It’s kind of weird to say this, but after more than a decade of Bitcoin’s existence, there’s finally some consensus about what it is.
Hardcore Bitcoiners liken it to “digital gold” — a safe-haven asset whose primary use case is holding. And even people who aren’t so into it more or less accept that narrative. Barely a day goes by where we don’t hear from some legendary investor opining on TV, saying something like, “We believe Bitcoin is an emerging store of value, which, like gold, can play an important role in a diversified portfolio.”
Nobody even talks about how it’s not used in day-to-day transactions. Or how it’s too slow or too volatile to be a useful currency. That all may be true, but those are old talking points. By and large, the HODLer narrative has won.
Of course, people still scoff at the idea that something so volatile could possibly be considered a haven. After all, it’s had numerous drawdowns of 50% or more, including quite recently.
But on the other hand, you have to give it some credit. A nearly $1 trillion asset has been memed into existence, despite being backed by nothing.
(This is where someone jumps in and says I’m wrong, and that Bitcoin is backed by electricity and math! But that is wrong. The Bitcoin network is secured by electricity and math. Being secured is not the same as being backed. You’re not entitled to redeem your Bitcoin for anything.)
The fact of the matter is that there’s nothing fundamentally underpinning the value of Bitcoin other than the belief among some people that space on the network is valuable. (The blockchain can be likened in some sense to a big, decentralized spreadsheet and a “coin” could be said to represent some space on it.)
I mentioned above that Bitcoin’s value has been memed into existence. And of course, when it comes to memes and coins, people think about Dogecoin. But Bitcoin is also a memecoin. It’s just that digital gold is probably one of the best memes out there.
Bitcoin also has plenty of absurd memes, like the Magic Internet Money wizard.
Bitcoin shares other properties with gold, beyond just a good meme, though:
- Beyond holding, it’s not used for much. Yes, you can make jewelry with gold. And it has some industrial properties. But for the most part, people hold gold as a financial asset.
- There’s no Saudi Arabia of gold (or Bitcoin). Both can be mined basically anywhere in the world. Unlike say, oil, no one place on Earth has an unusual bounty of access to it.
- Both are energy-intensive and difficult to mine.

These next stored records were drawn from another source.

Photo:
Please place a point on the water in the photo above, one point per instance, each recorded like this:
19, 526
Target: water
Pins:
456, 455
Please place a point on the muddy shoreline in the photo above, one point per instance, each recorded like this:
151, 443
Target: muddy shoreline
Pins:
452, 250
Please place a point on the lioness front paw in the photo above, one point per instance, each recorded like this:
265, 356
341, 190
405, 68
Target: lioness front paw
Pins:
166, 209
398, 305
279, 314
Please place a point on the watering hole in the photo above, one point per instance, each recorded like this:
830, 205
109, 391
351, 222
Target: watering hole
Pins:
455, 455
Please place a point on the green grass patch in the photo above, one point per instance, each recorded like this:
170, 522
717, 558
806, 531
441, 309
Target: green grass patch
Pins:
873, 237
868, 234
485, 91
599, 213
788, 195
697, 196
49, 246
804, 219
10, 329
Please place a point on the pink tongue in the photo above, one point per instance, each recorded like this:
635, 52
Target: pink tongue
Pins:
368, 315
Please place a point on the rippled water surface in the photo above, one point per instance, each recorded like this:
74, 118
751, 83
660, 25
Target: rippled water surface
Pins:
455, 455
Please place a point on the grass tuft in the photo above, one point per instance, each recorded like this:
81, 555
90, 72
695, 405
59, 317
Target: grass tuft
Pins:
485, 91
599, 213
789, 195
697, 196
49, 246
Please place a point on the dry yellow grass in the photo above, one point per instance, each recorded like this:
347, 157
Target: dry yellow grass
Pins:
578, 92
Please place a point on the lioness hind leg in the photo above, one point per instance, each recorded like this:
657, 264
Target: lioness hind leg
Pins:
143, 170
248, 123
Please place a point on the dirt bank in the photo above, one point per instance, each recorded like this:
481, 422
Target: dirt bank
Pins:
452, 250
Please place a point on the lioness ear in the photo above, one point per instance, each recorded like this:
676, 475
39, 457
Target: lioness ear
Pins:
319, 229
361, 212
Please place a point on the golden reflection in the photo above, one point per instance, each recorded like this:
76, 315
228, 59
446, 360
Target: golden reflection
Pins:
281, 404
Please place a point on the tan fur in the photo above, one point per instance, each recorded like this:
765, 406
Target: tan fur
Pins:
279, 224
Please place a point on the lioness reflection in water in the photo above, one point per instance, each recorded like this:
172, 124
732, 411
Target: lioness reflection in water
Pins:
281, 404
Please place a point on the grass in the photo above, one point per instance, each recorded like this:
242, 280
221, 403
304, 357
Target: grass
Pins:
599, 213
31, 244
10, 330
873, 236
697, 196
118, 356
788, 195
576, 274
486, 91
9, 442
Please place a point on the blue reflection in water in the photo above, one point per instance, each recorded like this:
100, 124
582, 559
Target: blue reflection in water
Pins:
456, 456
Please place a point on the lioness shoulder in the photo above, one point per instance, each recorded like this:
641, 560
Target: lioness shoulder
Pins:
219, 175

- Gold’s supply schedule isn’t quite as absolute as Bitcoin, but barring a gold asteroid hitting the Earth, the total amount of it out there is pretty predictable.
- Bitcoin and gold both have mystical origins. Bitcoin has Satoshi (plus numerous other religious parallels). Gold was viewed by the ancients as divine because it didn’t tarnish.
Again, you can agree or disagree about Bitcoin’s haven properties. But that’s how more and more people see it and use it.
Of course, differences of views have always been part of Bitcoin and crypto more broadly. Within Bitcoin, there have been numerous schisms about where it should go and how it should be used. And of course over time, tens of thousands of more coins have been launched, all with ostensibly different aims or goals.
The last really big Bitcoin battle was from 2015 to 2017 — The Blocksize War — when one faction wanted to make a change in the code to make it more of a spending currency. Without getting too technical, there’s a fairly hard limit to how many transactions the network can process at the base layer, every second. Numerous miners, exchanges and other companies fought to make base-layer transaction throughput faster and cheaper by expanding the size of each Bitcoin block.